In den Wasserproben wurde eine „leichte Grenzwertüberschreitung“ von Sulfat und schwerflüchtigen Fetten und Ölen festgestellt, erklärt der zuständige Stadtrat Carsten Spallek (CDU). Spezialisten sollen jetzt zunächst mit einem mobilem Ölabscheider die Schichten absaugen. Danach wird das Technische Hilfswerk (THW) die vollgelaufenen Keller abpumpen.

Linke und Grüne hatte gefordert, „in den Räumen des ehemaligen Diesterweg-Gymnasiums mit oberster Priorität abpumpen zu lassen und weitere Maßnahmen zu treffen, um den weiteren Verfall der Bausubstanz zu verhindern“, heißt es in dem Antrag. Das Wasser müsse „vor Eintritt der Kälteperiode wegen Frostgefahr“ raus, um weitere größere Schäden zu vermeiden. „Das schützenswerte Gebäude ist vor einer endgültigen Bestimmungsklärung zu sichern, ohne dass möglicherweise unwiderrufliche Fakten geschaffen werden“, heißt es in der Begründung.

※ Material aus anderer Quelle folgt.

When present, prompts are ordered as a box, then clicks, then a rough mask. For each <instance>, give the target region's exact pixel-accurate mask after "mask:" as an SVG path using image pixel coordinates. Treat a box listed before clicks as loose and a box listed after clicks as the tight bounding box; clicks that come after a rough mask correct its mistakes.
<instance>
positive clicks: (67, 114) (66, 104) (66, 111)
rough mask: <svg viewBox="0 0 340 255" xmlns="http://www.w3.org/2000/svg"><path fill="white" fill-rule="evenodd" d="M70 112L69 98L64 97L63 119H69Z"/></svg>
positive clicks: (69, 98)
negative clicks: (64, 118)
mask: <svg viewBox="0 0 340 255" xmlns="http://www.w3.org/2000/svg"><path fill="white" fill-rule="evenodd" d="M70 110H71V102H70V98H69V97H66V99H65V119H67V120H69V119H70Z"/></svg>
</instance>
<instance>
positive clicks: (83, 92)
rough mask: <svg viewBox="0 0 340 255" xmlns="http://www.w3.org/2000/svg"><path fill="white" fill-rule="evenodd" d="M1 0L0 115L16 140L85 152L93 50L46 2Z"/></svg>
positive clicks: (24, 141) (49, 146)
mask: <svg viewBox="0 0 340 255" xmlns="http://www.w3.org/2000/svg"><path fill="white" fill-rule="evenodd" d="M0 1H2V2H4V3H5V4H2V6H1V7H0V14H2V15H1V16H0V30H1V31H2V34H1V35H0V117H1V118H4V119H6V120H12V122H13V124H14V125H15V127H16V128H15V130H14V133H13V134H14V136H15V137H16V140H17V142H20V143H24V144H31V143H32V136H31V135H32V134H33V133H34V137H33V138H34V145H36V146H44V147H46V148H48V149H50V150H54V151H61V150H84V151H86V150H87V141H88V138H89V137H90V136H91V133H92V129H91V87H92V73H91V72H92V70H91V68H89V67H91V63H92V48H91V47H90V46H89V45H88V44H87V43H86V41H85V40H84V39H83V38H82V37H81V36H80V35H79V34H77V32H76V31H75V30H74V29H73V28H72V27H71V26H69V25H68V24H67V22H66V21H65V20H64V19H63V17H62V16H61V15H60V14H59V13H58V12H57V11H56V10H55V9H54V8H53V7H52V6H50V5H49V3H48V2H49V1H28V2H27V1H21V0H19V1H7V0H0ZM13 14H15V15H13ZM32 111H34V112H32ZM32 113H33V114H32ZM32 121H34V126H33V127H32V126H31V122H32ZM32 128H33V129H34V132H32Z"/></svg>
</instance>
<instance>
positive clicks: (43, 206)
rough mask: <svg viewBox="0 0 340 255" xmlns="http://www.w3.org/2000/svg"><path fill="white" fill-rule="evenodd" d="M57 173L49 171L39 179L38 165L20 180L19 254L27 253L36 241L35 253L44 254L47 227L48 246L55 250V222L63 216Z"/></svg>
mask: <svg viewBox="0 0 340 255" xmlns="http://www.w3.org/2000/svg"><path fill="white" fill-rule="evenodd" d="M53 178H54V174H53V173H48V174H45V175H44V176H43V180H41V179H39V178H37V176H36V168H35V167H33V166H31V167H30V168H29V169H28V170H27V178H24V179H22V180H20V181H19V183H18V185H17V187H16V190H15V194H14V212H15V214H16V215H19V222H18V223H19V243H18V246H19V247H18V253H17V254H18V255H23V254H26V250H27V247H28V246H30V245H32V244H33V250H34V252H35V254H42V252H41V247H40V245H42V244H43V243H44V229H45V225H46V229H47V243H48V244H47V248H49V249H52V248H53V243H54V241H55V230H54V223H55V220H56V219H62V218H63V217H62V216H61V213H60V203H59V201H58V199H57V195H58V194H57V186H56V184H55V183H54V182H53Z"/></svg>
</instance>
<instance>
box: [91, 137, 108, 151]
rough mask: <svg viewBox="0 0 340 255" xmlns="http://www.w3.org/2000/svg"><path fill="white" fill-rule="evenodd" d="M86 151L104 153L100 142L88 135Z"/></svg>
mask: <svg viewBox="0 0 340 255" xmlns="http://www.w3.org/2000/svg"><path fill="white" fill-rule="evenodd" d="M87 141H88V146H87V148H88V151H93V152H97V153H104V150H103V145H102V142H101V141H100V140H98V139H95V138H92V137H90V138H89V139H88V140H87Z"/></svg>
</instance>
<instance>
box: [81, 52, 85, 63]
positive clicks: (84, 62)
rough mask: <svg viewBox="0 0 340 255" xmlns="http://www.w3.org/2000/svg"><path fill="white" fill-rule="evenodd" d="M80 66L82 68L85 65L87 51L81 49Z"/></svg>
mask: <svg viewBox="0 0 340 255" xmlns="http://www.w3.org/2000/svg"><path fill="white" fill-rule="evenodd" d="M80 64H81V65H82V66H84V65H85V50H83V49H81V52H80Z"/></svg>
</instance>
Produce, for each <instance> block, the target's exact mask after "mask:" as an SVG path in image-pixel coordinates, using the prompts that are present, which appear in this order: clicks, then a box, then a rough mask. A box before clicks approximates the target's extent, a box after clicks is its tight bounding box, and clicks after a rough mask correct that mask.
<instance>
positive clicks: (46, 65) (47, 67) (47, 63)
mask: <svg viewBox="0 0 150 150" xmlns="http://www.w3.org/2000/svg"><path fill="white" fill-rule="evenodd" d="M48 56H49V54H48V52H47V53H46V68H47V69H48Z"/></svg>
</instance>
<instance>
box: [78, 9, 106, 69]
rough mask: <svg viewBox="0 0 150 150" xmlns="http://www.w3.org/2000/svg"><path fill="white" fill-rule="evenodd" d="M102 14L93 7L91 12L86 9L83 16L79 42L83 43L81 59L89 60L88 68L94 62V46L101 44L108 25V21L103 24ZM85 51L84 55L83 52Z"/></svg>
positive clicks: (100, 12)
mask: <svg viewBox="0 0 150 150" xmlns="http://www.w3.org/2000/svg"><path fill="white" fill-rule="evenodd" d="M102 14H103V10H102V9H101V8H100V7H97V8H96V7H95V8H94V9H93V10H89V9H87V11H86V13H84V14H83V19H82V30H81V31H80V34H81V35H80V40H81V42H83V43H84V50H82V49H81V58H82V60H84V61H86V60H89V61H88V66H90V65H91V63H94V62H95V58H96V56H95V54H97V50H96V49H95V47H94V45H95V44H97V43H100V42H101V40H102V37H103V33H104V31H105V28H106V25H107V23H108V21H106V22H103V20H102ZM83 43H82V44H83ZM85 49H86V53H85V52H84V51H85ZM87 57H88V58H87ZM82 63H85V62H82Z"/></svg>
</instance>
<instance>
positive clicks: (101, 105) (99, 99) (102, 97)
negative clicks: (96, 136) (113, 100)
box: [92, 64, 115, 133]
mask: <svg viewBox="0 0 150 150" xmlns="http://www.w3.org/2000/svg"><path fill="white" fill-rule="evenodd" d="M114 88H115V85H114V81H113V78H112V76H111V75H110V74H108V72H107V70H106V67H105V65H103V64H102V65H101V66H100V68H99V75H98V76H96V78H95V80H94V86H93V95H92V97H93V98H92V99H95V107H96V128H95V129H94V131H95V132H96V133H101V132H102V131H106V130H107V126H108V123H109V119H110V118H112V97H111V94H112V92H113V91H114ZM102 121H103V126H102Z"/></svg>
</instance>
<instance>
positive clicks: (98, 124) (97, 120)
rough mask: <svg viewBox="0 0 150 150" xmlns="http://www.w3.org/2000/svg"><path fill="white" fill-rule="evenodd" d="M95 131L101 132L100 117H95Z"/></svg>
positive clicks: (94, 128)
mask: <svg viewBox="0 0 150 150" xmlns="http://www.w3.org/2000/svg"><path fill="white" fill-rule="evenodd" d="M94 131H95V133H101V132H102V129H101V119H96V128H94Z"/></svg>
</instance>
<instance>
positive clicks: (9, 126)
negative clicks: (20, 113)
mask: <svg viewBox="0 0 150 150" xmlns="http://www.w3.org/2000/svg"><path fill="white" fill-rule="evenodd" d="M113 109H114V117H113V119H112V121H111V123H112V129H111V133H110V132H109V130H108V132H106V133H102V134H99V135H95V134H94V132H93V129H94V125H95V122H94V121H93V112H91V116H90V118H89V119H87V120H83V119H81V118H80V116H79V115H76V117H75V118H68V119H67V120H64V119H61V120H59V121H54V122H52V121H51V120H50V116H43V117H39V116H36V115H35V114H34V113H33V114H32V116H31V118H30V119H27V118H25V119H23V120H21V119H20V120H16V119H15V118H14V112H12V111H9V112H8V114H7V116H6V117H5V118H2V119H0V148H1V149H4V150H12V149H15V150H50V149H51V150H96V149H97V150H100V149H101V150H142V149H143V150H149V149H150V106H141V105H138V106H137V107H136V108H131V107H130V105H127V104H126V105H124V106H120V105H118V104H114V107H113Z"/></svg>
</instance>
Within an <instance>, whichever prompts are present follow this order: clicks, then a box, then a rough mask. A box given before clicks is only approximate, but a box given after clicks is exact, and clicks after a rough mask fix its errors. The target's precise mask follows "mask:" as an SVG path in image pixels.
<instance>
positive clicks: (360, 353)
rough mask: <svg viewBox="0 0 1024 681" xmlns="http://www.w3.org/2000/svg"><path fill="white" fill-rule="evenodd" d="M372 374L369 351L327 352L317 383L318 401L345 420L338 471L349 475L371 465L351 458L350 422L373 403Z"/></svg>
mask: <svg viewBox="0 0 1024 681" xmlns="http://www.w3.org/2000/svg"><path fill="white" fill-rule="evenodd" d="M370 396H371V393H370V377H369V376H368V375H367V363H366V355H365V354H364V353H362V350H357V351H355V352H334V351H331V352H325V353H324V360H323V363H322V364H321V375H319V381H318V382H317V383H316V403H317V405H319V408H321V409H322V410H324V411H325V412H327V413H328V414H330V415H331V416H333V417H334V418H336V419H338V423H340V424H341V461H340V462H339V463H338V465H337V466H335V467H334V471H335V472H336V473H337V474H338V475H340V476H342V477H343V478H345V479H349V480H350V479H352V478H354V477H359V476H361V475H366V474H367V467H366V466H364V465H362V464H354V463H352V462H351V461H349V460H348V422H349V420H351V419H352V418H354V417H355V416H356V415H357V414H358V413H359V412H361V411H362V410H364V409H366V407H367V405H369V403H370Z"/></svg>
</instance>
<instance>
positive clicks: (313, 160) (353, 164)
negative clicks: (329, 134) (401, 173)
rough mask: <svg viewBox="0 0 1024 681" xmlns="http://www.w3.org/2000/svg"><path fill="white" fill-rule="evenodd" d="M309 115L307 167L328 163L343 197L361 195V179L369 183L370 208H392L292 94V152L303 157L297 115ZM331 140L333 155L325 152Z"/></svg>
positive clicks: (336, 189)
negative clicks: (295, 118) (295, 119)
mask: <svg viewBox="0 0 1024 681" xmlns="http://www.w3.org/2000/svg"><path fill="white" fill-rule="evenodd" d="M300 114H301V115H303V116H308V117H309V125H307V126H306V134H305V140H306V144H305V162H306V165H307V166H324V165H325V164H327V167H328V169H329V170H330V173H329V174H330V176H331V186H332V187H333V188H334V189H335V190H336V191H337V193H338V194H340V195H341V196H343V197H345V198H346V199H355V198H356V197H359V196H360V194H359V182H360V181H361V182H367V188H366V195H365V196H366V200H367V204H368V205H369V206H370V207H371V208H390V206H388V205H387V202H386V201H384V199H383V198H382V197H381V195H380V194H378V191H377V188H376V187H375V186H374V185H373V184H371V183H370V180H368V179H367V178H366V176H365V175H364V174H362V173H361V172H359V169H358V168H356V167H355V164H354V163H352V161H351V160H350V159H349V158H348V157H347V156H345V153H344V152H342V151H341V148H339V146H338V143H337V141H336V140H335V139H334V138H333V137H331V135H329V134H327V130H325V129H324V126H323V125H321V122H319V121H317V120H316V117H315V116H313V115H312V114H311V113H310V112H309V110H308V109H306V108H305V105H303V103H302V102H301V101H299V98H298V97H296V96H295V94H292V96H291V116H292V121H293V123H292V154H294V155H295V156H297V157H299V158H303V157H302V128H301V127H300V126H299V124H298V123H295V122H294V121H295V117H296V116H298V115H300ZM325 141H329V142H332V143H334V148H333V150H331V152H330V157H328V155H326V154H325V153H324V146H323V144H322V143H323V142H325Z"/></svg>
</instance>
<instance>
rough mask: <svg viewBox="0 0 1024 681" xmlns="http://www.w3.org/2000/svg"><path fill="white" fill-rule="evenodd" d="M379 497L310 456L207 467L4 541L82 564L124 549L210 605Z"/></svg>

Wie berichtet, sorgt der Plan des Bezirksamtes für Aufregung, das orangefarbene Gebäude für einen Schulneubau abreißen zu lassen. Schulstadtrat Carsten Spallek will den Standort wegen gestiegener Schülerzahlen wieder zum Schulort machen. Seit Jahren wurden Pläne für ein Kiezzentrum in der stillgelegten Schule diskutiert. Die private Non-Profit-Initiative ps wedding plant seit sechs Jahren, die Ex-Schule in ein Kiez-Sozialzentrum mit Kita, Theater, Bibliothek, Sportangeboten, Gemeinschaftsgarten und preiswerten Wohnungen in den oberen Etagen umzubauen.

Die neuen Abrisspläne des Bezirkamtes sorgen bei den Beteiligten für Proteste. Die Linken und die Grünen im Bezirk wollen nicht einfach so hinnehmen, dass das ps-wedding-Projekt begraben wird. Sie fordern vor einer endgültigen Endscheidung die Beteiligung der Bezirksverordnetenversammlung und aller Kiezakteure. Geprüft werden soll, ob auf dem insgesamt 18 000 Quadratmeter großen Grundstück neben einer neuen Schule und Turnhalle sowie den von der Degewo geplanten Wohnhäusern (Typenbauten für integratives Wohnen) Platz für ein Wohn- und Sozialprojekt der Initiative ps wedding ist.

Die Sporthalle und die Keller der Diesterweg-Schule stehen seit Wochen unter Wasser.
Die tiefergelegte Sporthalle ist abgesoffen.